1. Pre-procedural prep:​

a) Bowel prep similar to a colonoscopy bowel prep, with the addition of two antibiotics which I will prescribe at the pre-op visit.

b) In anticipation of general anesthesia, nothing to eat after midnight prior to surgery.  Clear liquids up to 2 hours prior to surgery.

2. Surgery will take 3-4 hours.  Robotic procedures do take a bit longer than open procedures due to the required set-up and the fine-motions that are involved with the surgery.

3. Your will be asked to present to the surgery center 1 hour prior to procedure or hospital 2 hours prior to procedure.

4. You will meet the preop nurse who will place an IV and start mediations. 

 

5. Then the anesthesiologist and OR nurse will bring you into the operating room.

 

6. The anesthesiologist will provide anesthesia.

 

7. Sterile skin prep is applied to the surgical area once you are asleep.

 

8. Four small incisions are made and tubes called “trochars” are placed via which carbon dioxide is introduced to create an internal “tent” and then the camera and instruments are placed.  

9. The robotic arms are attached to the trochars.

 

10. The diseased sigmoid colon is resected and brought out of a 2 inch incision at the lower abdomen.

 

11. The bowel on the left side of the abdomen is loosened and brought down to the pelvis and connected to the rectum with a special circular stapling device which completes the anastomosis or “hook up”. 

 

12. The incisions are then closed with sutures that are dissolvable and Steri-strips (reinforced tapes) and dressings are applied. 

13. You will be in the recovery room for 1 hour then transported to an inpatient room where you can be visited. 

 

Post-procedural care:

1. The anticipated hospitalization is 2-4 days.

 

2. IV pain medications are given the first day and night and we switch over to oral pain medications when oral fluids are tolerated well.

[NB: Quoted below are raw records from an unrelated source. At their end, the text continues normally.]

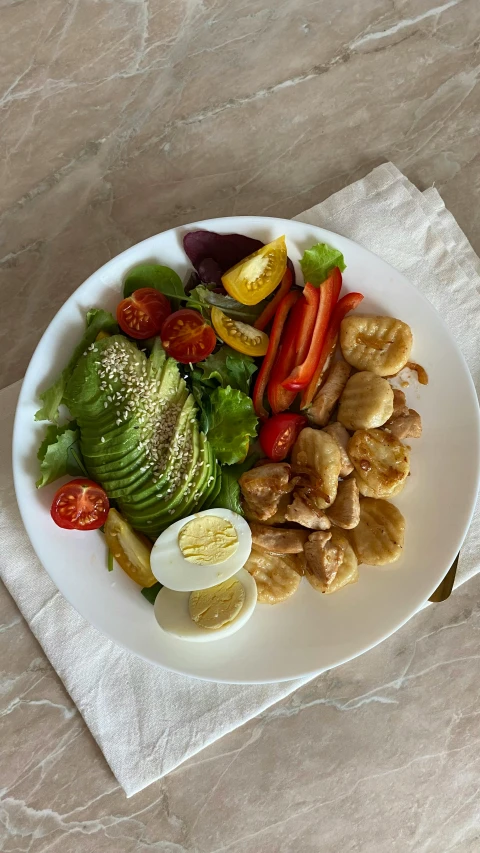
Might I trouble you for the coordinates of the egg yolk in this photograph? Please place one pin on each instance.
(218, 606)
(208, 540)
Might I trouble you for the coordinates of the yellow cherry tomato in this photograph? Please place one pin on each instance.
(239, 336)
(254, 278)
(131, 550)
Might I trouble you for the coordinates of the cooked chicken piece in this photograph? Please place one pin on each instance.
(324, 403)
(341, 436)
(407, 425)
(316, 458)
(379, 344)
(378, 538)
(264, 486)
(278, 517)
(329, 563)
(399, 403)
(278, 540)
(305, 513)
(381, 461)
(345, 510)
(367, 401)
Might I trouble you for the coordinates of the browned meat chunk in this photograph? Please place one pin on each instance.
(399, 403)
(330, 392)
(323, 559)
(278, 540)
(407, 425)
(263, 487)
(305, 513)
(341, 436)
(345, 510)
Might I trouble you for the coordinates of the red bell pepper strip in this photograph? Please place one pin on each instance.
(281, 315)
(287, 357)
(344, 305)
(303, 373)
(262, 322)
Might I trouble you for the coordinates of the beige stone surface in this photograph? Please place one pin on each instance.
(120, 119)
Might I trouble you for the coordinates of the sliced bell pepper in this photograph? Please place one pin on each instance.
(285, 285)
(281, 315)
(303, 373)
(287, 356)
(344, 305)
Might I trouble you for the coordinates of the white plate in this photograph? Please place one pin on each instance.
(310, 632)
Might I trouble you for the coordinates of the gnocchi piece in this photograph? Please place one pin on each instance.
(367, 401)
(381, 462)
(378, 538)
(277, 577)
(316, 454)
(347, 571)
(379, 344)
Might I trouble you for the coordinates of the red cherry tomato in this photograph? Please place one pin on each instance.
(142, 314)
(279, 434)
(80, 505)
(186, 336)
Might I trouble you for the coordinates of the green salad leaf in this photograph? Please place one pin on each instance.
(228, 367)
(203, 299)
(319, 261)
(229, 494)
(60, 454)
(231, 422)
(98, 320)
(161, 278)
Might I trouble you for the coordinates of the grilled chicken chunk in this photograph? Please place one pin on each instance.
(324, 403)
(341, 436)
(345, 510)
(303, 512)
(264, 486)
(278, 540)
(405, 425)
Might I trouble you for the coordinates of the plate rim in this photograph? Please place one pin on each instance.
(209, 224)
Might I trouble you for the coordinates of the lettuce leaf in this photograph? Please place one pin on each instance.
(231, 422)
(319, 261)
(203, 299)
(98, 320)
(228, 367)
(60, 454)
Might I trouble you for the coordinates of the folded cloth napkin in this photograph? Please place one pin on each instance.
(147, 720)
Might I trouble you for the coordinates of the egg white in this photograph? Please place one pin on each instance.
(175, 572)
(172, 613)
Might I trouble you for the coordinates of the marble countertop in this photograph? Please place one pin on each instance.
(120, 119)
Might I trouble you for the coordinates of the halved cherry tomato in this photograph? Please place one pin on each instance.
(80, 505)
(257, 276)
(279, 434)
(186, 336)
(142, 314)
(239, 336)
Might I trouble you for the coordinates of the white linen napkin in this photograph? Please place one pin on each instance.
(146, 720)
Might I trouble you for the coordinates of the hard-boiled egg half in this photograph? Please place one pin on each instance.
(207, 614)
(201, 550)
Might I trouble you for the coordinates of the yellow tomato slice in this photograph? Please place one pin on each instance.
(254, 278)
(131, 550)
(239, 336)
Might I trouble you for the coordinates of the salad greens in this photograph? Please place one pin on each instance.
(228, 367)
(98, 320)
(59, 454)
(161, 278)
(231, 423)
(319, 261)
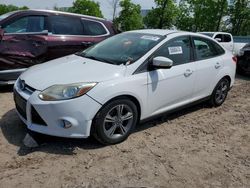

3. You can drink Clear liquids right after surgery.  We advance your diet to Full liquids (such as soups and cream of wheat and ice cream) once you pass flatus, then Regular diet when you do well with Full liquids.

4. Dressings are removed and showering is allowed in 48 hours.  Allow the Steri-strips to fall off on their own.  The Steri-strips can be removed if they are still on the skin after 7 days.

 

5.  Pain control- When you are ready to go home, a prescription for the stronger, narcotic pain medications is given as well as prescription strength ibuprofen and stool softeners.  After the first few days at home, a combination of Tylenol and the prescription strength Ibuprofen can be used for less severe pain.

6. Activity- It is better that you do not stay in bed other than for sleep as getting up and walking around at home helps with blood circulation in your legs and taking deep breaths prevents pneumonia. 

 

7. Lifting restrictions of no greater than 20 lbs for one month from the day of surgery is standard.

 

8. Schedule a telemedicine or in-office post- procedural visit for 10-14 days.

9. Return to work- Most people are feeling only minor discomfort by two weeks after surgery and are no longer taking narcotics, so if you have a sit-down job returning to work at that point may be possible. Lifting restrictions are no greater than 20 lbs for one month from surgery date, and my office will write a note for work to that effect if you have a physically demanding job.